Joseph’s was an arduous spiritual journey toward knowledge and enlightenment; the
sequential colors symbolic of transcendence. Bradley adds yet another layer of ancient
meaning to this series, seeing, as did many ancients, the Old City of Jerusalem as
analogous to the body. Bradley photographed the gates over three days of the winter
solstice in 2018 (the timing of the photography carefully calibrated to Venus’s morning
rise and the winter solstice’s “Golden Gate” portal alignment to the source of new
consciousness, which Bradley previously explored in his “SUNDOOR” body of work)
in a series of performative gestures; passing through the gates like the meditative
circumambulations of eastern devotional practice (with the exception of the Golden
Gate—an eastern entrance point that has been blocked since the medieval era and will
only be opened when the true messiah comes, thus the black sky).
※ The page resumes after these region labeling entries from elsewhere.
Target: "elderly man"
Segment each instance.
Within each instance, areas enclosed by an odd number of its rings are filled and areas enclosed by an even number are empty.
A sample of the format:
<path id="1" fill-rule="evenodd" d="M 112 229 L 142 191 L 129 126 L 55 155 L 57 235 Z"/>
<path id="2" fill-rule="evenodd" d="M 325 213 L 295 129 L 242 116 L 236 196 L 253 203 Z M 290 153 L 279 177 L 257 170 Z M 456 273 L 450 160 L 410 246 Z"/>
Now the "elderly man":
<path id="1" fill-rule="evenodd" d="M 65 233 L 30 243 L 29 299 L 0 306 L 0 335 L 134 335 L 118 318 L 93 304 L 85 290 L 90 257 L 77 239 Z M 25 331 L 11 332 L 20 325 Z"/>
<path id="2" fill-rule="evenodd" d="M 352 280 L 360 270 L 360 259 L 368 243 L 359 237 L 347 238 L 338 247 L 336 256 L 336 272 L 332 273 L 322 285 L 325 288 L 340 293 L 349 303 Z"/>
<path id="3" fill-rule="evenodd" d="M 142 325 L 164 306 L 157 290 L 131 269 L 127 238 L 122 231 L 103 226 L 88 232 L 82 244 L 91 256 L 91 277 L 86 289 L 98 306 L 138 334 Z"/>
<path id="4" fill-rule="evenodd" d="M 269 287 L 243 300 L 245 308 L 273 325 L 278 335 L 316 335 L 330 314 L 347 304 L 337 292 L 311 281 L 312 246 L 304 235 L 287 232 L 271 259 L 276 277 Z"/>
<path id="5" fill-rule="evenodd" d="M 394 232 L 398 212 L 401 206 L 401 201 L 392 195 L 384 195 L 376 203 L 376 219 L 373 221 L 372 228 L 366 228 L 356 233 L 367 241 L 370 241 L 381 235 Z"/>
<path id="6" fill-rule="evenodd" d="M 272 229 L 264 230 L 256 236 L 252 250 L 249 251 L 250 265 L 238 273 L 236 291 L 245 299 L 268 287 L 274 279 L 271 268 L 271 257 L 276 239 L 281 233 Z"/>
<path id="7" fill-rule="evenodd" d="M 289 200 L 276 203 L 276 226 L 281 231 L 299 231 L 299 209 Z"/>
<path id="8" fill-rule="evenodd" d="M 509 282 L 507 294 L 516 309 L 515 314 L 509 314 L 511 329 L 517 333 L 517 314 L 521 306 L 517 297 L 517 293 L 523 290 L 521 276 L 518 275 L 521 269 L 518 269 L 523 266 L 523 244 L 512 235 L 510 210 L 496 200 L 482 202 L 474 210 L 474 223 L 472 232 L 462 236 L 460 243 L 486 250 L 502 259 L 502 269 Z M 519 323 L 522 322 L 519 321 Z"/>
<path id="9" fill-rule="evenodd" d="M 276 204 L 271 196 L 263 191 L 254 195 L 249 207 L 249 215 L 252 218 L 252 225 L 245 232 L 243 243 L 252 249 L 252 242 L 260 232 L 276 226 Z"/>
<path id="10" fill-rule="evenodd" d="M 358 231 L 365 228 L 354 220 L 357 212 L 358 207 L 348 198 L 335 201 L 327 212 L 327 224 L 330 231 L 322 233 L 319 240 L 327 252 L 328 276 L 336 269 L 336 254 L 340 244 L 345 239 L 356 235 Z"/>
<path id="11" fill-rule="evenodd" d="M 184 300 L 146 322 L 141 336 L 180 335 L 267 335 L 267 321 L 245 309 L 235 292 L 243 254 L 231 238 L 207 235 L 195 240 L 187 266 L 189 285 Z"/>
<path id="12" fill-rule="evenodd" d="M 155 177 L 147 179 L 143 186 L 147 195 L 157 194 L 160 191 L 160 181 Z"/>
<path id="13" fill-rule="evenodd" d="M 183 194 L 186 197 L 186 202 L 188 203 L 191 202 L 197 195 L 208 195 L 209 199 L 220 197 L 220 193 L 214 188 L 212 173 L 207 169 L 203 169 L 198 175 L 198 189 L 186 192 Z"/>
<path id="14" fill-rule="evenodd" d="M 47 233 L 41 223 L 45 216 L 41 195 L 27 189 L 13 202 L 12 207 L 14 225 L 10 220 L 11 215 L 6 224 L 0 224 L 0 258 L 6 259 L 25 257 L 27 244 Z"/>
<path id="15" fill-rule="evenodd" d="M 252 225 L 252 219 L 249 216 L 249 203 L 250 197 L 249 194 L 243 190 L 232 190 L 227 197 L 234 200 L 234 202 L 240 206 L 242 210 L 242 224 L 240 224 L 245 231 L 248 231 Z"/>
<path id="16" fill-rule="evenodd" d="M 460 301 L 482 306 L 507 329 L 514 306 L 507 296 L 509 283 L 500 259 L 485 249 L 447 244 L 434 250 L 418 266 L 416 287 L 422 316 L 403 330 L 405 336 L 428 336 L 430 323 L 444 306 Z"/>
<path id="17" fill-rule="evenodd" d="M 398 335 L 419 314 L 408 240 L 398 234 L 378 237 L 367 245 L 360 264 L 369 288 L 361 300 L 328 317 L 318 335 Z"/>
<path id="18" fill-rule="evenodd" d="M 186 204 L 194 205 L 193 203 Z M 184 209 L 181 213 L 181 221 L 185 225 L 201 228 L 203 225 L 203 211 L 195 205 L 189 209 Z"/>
An identical rainbow
of threads sewn along the lower edge of each canvas “grounds” the works; the threads’
ends are left dangling like those in unconnected electrical circuits. Their presence acts
as an additional symbol of Joseph’s colorful coat but also the canvas’s materiality,
connecting the sacred meaning inherent in the works to more earthly concerns.

“Lucifer’s Shield” (2020), comes from Bradley’s “Shield” series, created through
thousands of tiny hand-applied pen strokes in gold ink, a kind of pointillist monochrome
applied over a mounted photograph of the chapel of Ascension on the Mount of Olives,
where Jesus Christ is said to have ascended. Lucifer was a fallen angel, his name
analogous not to darkness but light; numerologically, says Bradley, Joseph is a coded
reference to Lucifer: Those who have possess all colors are the bringers of light.

The Gates are portals to a holy place recognized by all three of the world’s major
monotheistic religions; the colors applied to Bradley’s representations of them—which
appear both curious and perhaps even ominous at times, yet also optimistic—hope to
activate new kinds of awareness in exhibition viewers. Together and individually, these
pictures evoke mysteries that transcend belief: Bradley does not call for belief, but
rather for experience, like his own in photographing these images under special
conditions (as he says, in an effort to metaphorically break barriers). “Humanity is
where we are because the Golden Gate is blocked,” he claims. “Our access to the
spiritual worlds has been blocked by materialist pursuits.”

The pieces differ from the color-symbolic works of other artists inspired by or evoking
spiritual or even occult practices, like Hilma af Klint’s divinely-inspired curls and
circles, Mark Rothko’s vibrational color fields, and Agnes Martin’s rigorous yet
somehow meditative geometries. They are neither abstractions, nor do they attempt to
erase or deny the worldly. They rather take our ordinary, fragmented, and often violent
realities as a starting point toward developing a collective, and even cosmic
consciousness; toward a paradigm shift away from destruction, extraction, and
distraction and toward wisdom and healing. Bradley has long known that there is more
knowledge out there, and available in different forms, than most dare to admit or
attempt to decode. The ancients were onto something.